Iterator Checkers: Understanding Bindings


I think I am on the good path to create iterator checkers for the Clang Static Analyzer. I already executed some experiments successfully, however to do that I needed to “hack” the infrastructure. Now the next step is to create a proper solution instead of the hacking which is unacceptable and would probably brake the system.

My first iterator checker is a very simple checker that tries to recognize cases where an iterator is dereferenced or incremented past its end. To do that I first catch the symbolic value of calls to end() functions that return an iterator type. At this point (checkPostCall) the return value is symbolic which is good. The next step is to post-check comparisons but here I get a temporary instead. The good news is that this temporary is default bound to the same symbol I got from the return value of end(). The bad news is that this default binding is buried and irretrievable in the current Static Analyzer core.

The key function to retrieve binding is RegionStoreManager::getBinding() in RegionStore.cpp. However, this function only retrieves direct bindings. I could not find too much documentation about the two types of bindings, I could only find out the default binding is used for structure members where the members are not direct bound but the structure itself has a default binding. I found nothing about what should happen when retrieving the binding for the structure itself where it only has a default binding.

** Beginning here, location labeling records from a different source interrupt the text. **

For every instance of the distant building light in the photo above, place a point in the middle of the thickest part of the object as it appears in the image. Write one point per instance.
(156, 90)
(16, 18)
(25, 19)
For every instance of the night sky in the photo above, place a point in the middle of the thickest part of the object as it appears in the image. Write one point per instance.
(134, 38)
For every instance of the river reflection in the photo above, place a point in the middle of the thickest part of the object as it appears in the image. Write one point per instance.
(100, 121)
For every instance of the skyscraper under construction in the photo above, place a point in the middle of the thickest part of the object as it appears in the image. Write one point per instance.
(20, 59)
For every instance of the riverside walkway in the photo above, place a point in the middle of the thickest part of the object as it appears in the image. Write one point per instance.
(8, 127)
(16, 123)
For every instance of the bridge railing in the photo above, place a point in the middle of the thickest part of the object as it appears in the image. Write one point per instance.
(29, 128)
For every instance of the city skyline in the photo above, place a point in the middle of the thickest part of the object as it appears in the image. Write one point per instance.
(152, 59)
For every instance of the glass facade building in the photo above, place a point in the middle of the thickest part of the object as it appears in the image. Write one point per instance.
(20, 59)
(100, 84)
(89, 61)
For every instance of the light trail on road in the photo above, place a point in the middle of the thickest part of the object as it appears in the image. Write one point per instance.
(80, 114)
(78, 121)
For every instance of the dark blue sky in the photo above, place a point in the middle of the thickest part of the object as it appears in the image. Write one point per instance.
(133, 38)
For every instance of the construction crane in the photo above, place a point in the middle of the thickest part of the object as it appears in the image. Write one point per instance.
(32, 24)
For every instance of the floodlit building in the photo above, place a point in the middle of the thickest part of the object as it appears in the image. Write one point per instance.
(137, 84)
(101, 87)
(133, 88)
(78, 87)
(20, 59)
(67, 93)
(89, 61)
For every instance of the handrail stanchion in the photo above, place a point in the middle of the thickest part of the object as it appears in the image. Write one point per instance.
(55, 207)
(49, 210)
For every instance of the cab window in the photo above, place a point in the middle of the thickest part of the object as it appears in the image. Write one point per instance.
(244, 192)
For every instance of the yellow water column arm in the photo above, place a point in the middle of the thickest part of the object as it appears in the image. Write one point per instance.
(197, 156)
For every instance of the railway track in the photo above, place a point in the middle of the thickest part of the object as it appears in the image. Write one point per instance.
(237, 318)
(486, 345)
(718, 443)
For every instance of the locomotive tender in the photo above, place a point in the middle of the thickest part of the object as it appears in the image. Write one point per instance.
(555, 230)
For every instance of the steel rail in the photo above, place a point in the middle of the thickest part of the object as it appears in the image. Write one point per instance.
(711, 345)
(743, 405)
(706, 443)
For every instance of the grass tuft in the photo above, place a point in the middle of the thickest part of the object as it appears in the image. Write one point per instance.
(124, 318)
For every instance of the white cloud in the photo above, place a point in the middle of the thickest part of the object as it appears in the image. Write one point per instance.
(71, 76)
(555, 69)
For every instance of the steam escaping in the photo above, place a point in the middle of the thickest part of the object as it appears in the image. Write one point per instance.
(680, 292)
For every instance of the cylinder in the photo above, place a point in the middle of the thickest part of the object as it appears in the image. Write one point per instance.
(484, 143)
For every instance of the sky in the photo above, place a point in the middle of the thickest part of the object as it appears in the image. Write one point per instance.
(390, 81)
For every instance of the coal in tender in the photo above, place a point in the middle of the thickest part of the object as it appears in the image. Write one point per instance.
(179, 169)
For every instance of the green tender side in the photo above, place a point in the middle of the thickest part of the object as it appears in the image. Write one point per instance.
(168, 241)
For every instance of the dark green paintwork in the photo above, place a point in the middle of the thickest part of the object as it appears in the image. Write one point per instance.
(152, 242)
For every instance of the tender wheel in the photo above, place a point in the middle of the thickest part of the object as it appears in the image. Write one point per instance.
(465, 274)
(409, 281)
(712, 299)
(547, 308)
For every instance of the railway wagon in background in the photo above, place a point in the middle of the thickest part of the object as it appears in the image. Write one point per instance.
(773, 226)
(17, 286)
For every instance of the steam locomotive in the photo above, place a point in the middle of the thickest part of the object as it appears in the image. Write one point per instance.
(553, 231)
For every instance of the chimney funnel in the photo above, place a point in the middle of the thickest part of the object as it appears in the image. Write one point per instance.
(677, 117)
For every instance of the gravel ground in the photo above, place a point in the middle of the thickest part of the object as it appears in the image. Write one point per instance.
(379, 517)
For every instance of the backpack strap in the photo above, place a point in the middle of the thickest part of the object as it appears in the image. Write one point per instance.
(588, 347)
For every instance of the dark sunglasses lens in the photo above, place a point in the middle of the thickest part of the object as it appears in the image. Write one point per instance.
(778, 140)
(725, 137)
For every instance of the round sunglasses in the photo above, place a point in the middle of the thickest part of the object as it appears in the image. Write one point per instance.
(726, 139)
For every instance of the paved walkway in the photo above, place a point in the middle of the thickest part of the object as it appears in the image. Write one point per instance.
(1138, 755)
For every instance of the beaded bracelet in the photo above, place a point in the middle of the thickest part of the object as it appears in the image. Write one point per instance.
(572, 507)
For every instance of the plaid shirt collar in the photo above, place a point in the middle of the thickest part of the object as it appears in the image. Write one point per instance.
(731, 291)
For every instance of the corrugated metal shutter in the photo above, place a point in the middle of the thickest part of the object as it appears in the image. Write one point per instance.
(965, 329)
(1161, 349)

The situation is even worse here. The name of function getBinding() is a bit misleading because it does not even retrieve a direct binding even if it exists. In case of structures or class types it creates a lazy compound value even if the binding exists. Why is this behavior? The lazy compound value then can be used to get back the original structure/class, thus the temporary. This is just a round trip and does not help to retrieve the binding, even if this would be a direct binding. After an assignment of the return value to a variable, checking the variable (e.g. as an operand of a pre- or postCall checker) a symbol is of course bound to the variable as well. However in this case the binding could be retrieved if it would be a direct binding, because in this case it is not considered a struct/class anymore but as a variable region.

Could somebody help me to understand why bindings behave this way and what to change to be able to retrieve these default bindings? The are essential for all iterator checkers which are needed by many projects.

Thank you for your cooperation in advance!